The foil is the modern version of the original practice weapon for dueling sword. The foil is a thrusting sport weapon. Unlike other weapon types, the foil has the smallest body target area – the torso and neck. The rules of foil fencing include the principle of priority or right-of-way – the right to attack. A foil fencer needs to have right-of-way in order to make a valid hit. For example, the foil fencer has the right-of-way when attacking. The opponent must first defend against an attack before receiving priority to give a valid response – a riposte. When two attacks arrive simultaneously, the hits are not counted.

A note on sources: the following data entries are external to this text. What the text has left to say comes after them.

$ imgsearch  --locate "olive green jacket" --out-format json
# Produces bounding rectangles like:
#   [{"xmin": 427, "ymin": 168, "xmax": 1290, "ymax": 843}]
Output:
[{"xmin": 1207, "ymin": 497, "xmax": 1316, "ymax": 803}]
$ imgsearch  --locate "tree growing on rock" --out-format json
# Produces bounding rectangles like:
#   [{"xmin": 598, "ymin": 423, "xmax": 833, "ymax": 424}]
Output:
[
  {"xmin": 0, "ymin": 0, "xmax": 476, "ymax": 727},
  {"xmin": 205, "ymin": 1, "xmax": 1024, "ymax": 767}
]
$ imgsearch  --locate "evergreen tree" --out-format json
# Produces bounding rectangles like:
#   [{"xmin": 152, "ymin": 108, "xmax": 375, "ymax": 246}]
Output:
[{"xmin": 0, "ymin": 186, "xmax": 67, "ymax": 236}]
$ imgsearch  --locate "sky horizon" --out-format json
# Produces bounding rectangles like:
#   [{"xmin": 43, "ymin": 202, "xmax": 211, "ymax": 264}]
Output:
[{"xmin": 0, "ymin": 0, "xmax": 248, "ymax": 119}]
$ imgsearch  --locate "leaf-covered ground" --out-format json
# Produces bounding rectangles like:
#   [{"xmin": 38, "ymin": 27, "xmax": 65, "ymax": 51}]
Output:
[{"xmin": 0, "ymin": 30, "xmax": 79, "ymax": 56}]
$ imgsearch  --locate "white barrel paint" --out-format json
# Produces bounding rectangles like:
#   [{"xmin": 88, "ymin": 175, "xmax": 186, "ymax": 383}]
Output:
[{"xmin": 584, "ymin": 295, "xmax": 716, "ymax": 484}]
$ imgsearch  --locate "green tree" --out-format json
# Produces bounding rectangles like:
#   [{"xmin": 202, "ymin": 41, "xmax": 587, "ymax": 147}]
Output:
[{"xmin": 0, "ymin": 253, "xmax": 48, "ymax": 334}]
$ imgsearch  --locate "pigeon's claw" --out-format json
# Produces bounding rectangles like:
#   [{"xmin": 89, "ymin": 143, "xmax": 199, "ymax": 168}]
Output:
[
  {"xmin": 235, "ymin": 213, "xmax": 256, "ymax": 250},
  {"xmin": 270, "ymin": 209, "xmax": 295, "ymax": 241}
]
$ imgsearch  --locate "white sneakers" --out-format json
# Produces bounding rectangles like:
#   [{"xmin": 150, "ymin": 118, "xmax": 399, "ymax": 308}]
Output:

The epee is the modern version of the historical dueling sword. The Epee is heavier than the foil and has a rigid bi-angular blade. Epee fencers have the largest target area: almost the entire body from head to toe. The rules of right of way do not apply to epee fencing. Touches are awarded solely on the basis of which fencer makes a touch first, according to the electronic scoring machines. Double-touches are allowed in épée, where both fencers receive a point, although the touches must occur within 40 milliseconds (1/25 of a second) of each other.
The saber is the modern version of the cavalry sword. Saber differs from the epee and foil, in that it is possible to score with the edge of the blade; for this reason, saber movements and attacks are very fast. The body target area includes the head, arms, and torso above the waistline. Much like in foil fencing, the conventions of right of way apply to awarding points in saber fencing.